Pure Abstraction: A German factory complex produces many quirky, unexpected works of art — and it’s been closed for years.
The twists, turns, and torn edges of a German industrial park have me asking – “Why am I obsessed with pipes and vents?” Why am I drawn to decaying wood, broken glass, and rusted metal? The only answer that makes sense to me is — “because it’s art.” We can probably argue that one all day — but to me, if it has texture, if it has sensual lines, if its colors make you feel something, OR if it messes with your head — it meets the criteria.
The structures I encountered in Munich’s Kunstpark Ost, (also known as Kultfabrik) did all of those things. I tried to capture their essence with my Canon Digital SLR.
The complex is now home to dozens of trendy nightclubs, with intentional graffiti on the exterior walls (Pic #2). But the structures function basically the same as when they served as a dumpling manufacturing plant.

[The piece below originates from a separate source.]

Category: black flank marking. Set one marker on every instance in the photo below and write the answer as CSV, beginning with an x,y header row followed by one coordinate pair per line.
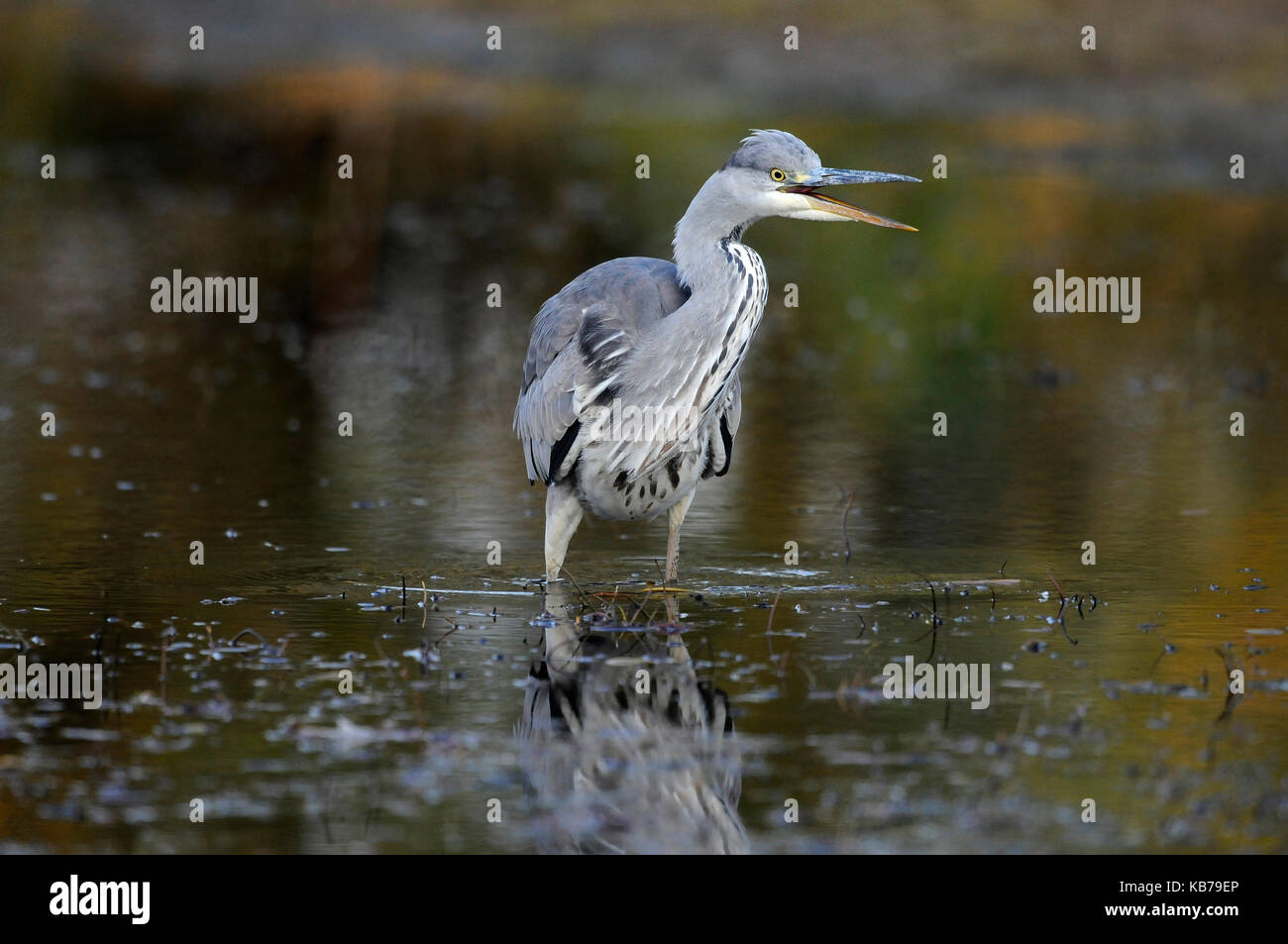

The exposed brick, bulky flex ducts, and shiny air vents, all add to the artistic experience. I even love the shredded concert posters layered and peeled like a Rauschenberg assemblage (Pic #13).
Artist Beatrice Wood once said, “The only works of art America has given are her plumbing and her bridges.” Well, I’d just like to add a few pipes from my own collection, 6000 miles away.